SÃO PAULO - A vendedora Maria Cristina Quirino Portugal estava com raiva do filho Denys Henrique Quirino da Silva, de 16 anos. Ele havia saído para trabalhar na tarde de sábado e até a manhã deste domingo, 1º, não tinha dado notícia. A informação sobre o seu paradeiro veio do pior modo possível: o hospital telefonou informando sobre a morte do jovem em tumulto no baile funk de Paraisópolis, na zona sul de São Paulo. Mais oito pessoas morreram na confusão, que começou após chegada da PM ao local.

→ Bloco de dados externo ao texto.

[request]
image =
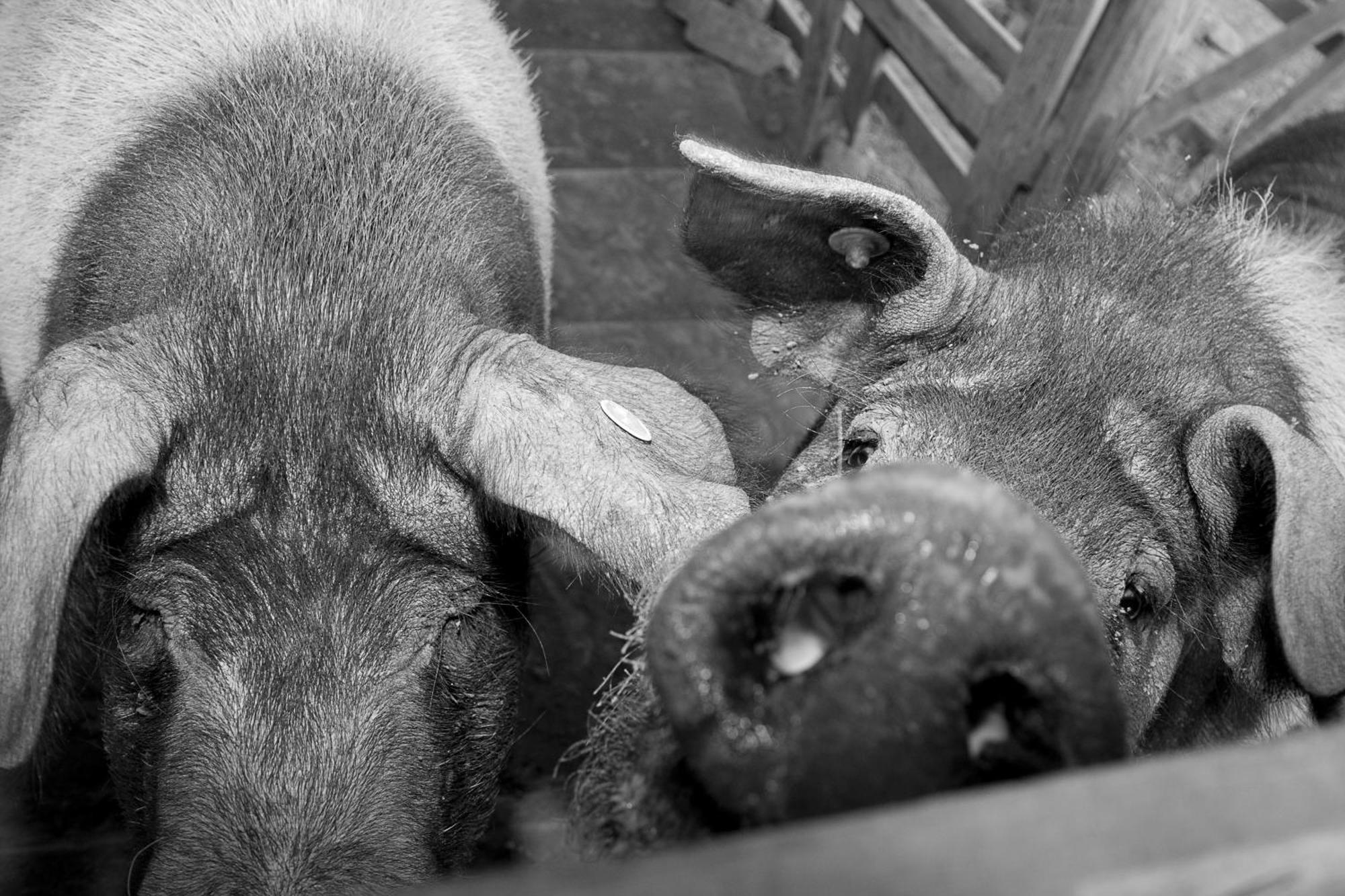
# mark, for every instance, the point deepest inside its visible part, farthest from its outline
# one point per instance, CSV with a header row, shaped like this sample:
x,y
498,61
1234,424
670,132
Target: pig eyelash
x,y
1136,602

Moradora do bairro do Limão, na zona norte, onde vive com os quatro filhos, Maria Cristina não entendeu como o filho foi parar em um baile funk tão longe de casa. “Ele saiu para trabalhar e não voltou. Até receber a ligação do hospital, eu estava brava com ele, escrevi um textão cobrando mais consciência e isso só passou quando o vi gelado no IML”, disse a mãe da vítima, em frente ao 89.º Distrito Policial (DP), onde o caso está sendo investigado. Ela acredita que foi a primeira vez que o filho, que era auxiliar de serviços gerais em uma loja de tapetes, tinha ido a esse baile.
Maria Cristina contou que cresceu na Brasilândia, na zona norte, onde a muvuca de bailes funk a incomodava bastante. Sobre a ação policial, porém, acredita que poderia ter sido feita de forma a evitar a confusão. “Nasci e cresci em periferia e sei que nem todo mundo ali é bandido. Ao contrário. Sou a favor da polícia, mas isso que aconteceu não poderia ter acontecido, sou cidadã. A estratégia tem de ser diferente, sem bala de borracha, sem gás. Tem de acabar com os bailes antes de começarem. Caso contrário, outras mães vão perder seus filhos”, disse.
O corpo do seu filho, contou, não tinha nenhuma marca mais expressiva que pudesse explicar a morte, como alguma perfuração de tiro, o que, para ela, em um primeiro momento, tornou plausível a explicação de pisoteamento. “Não tem marca de nada, mas ele não conseguiu se defender”, lamentou. “Estou vazia. Ele estava no local errado, na hora errada.”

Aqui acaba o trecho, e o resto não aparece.